Ex-etiquette: Enabling dependence, or simply helping take care of kids?

Jann Blackstone, Tribune News Service on

Published in Lifestyles

Q. We pay child support and all med/dental bills, even though my husband’s ex is supposed to pay half. She says she can’t afford it. So she and my husband made a deal that she will just pay co-pays when she takes the kids to the doctor or dentist. I know she has a job. She works at Ross when the kids are at school. But, we are getting notifications that co-pays are not being paid, and now they are coming after us. I don’t believe she can’t afford co-pays! Isn't there a limit to enabling her dependency on my husband? Plus, when we ask for a little extra time with the kids, she makes it very difficult. I want to take a stand! She needs to do her part. Am I wrong? What’s good ex-etiquette?

A. Technically, of course not. But if she doesn’t have it, she doesn’t have it. The job you described may pay only a portion of what is needed. And in this day and age, it’s not surprising that she’s low on funds.

My first question would be, has dad talked to her about this particular aspect of non-payment? If the answer is yes and she still can’t afford even co-pays, it may be time to put your animosity aside for the kid’s sake.

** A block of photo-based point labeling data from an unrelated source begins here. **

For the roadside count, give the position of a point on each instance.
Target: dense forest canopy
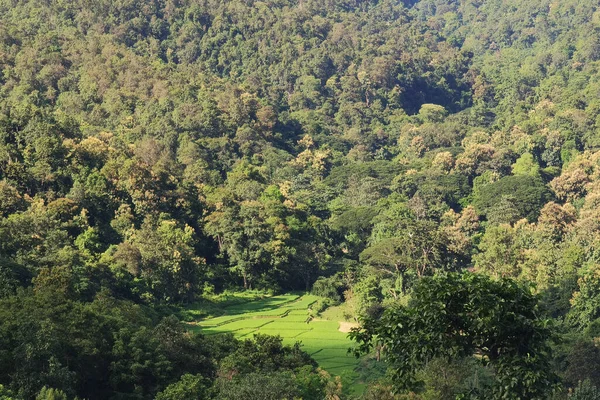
(155, 152)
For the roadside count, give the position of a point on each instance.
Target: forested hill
(154, 152)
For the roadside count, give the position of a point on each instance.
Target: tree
(463, 315)
(529, 194)
(188, 387)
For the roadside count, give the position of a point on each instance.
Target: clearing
(288, 316)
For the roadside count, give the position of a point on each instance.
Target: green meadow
(288, 316)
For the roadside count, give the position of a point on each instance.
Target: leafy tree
(461, 315)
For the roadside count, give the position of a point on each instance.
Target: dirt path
(347, 326)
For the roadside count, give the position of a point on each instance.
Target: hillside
(157, 153)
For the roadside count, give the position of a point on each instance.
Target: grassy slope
(288, 317)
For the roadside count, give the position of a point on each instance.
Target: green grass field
(287, 316)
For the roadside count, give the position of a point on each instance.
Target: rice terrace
(289, 316)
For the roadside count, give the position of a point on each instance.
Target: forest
(430, 166)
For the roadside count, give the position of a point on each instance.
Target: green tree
(462, 315)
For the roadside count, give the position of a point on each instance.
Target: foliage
(459, 315)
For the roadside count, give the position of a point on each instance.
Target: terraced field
(288, 317)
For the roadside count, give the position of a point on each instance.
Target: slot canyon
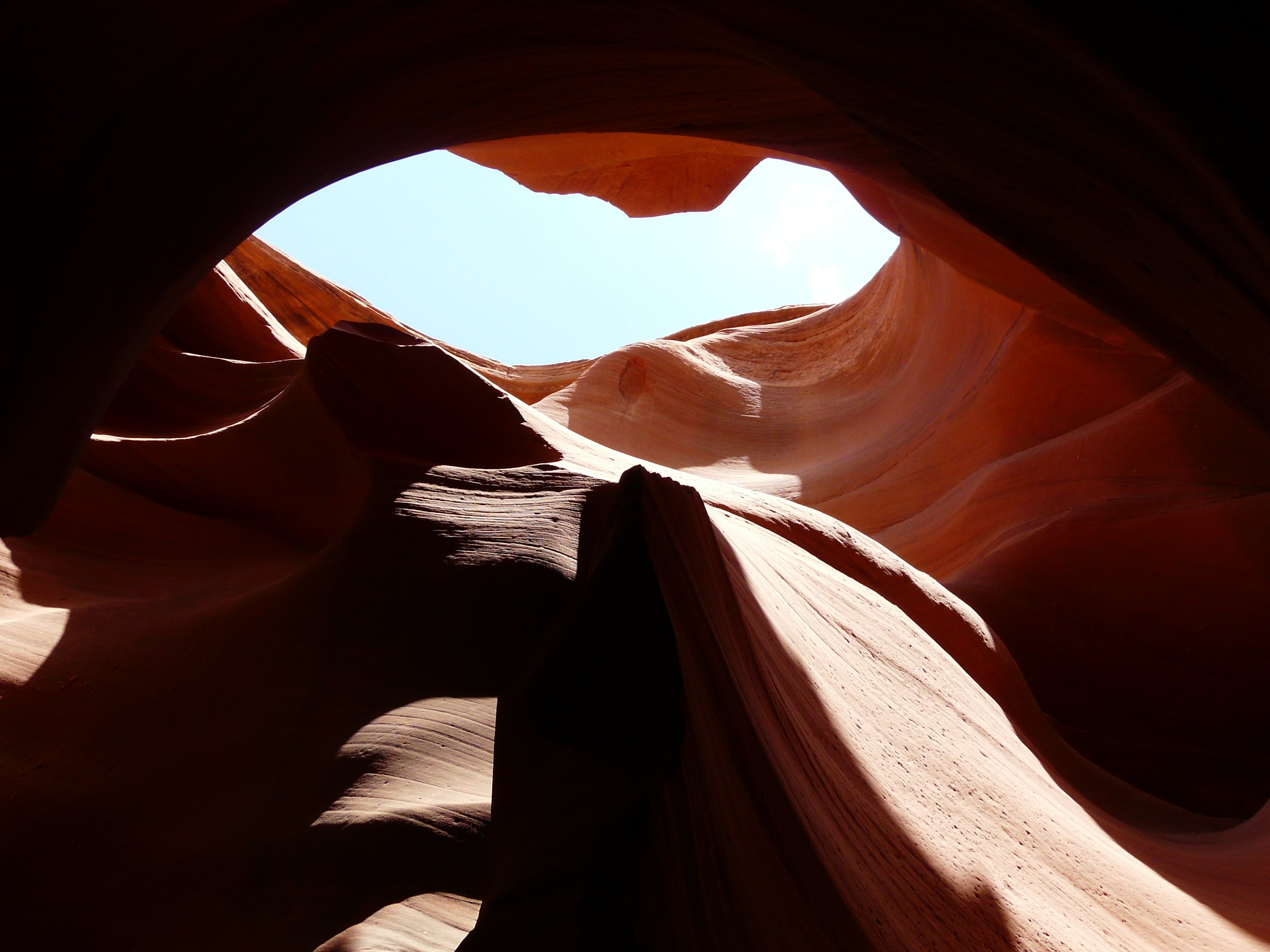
(934, 619)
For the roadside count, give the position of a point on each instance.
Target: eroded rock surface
(928, 620)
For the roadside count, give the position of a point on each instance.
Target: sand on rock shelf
(928, 620)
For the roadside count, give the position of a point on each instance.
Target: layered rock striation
(925, 620)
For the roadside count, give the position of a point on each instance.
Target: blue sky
(468, 256)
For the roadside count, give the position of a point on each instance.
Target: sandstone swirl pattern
(930, 620)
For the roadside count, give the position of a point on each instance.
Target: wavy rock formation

If you can't afford it, then you already have your answer. But it sounds like you feel she is taking advantage of your husband. And that is an indicator that you may need to stand back and reevaluate your stance.

I will tell you something I have learned: The more generous you can be with your partner’s kids, the more grateful and loving your partner will be — especially if it appears that their ex is not holding up their end of the bargain.

If you follow this column, you know about the 10 Rules of Good Ex-Etiquette. Rule No. 7 is, “Put yourself in the other’s shoes.”

He's got his ex dictating how much time he can spend with his kids, and he has the woman he loves dictating what's fair to give his kids.


Imagine being under the same circumstances, and your partner takes you aside and says, "I love you and I can see how stressed you are. What can we do to make your children's life better?"

How would you react?

Need I say more?

Good Ex-Etiquette Rule No. 9 is “Respect each other’s turf.” That’s a nice way of saying, “You can’t control an ex.” (Yours or anyone else’s.)

Your story sounds like something neither you nor your husband can change right now. For your own sanity, you have to decide if picking up the slack for the kids’ mom is really enabling her to be dependent, or simply helping to take care of your husband’s children.

Like so many things in bonusfamily life, the answer to this problem may simply lie in how you look at it. That’s good ex-etiquette.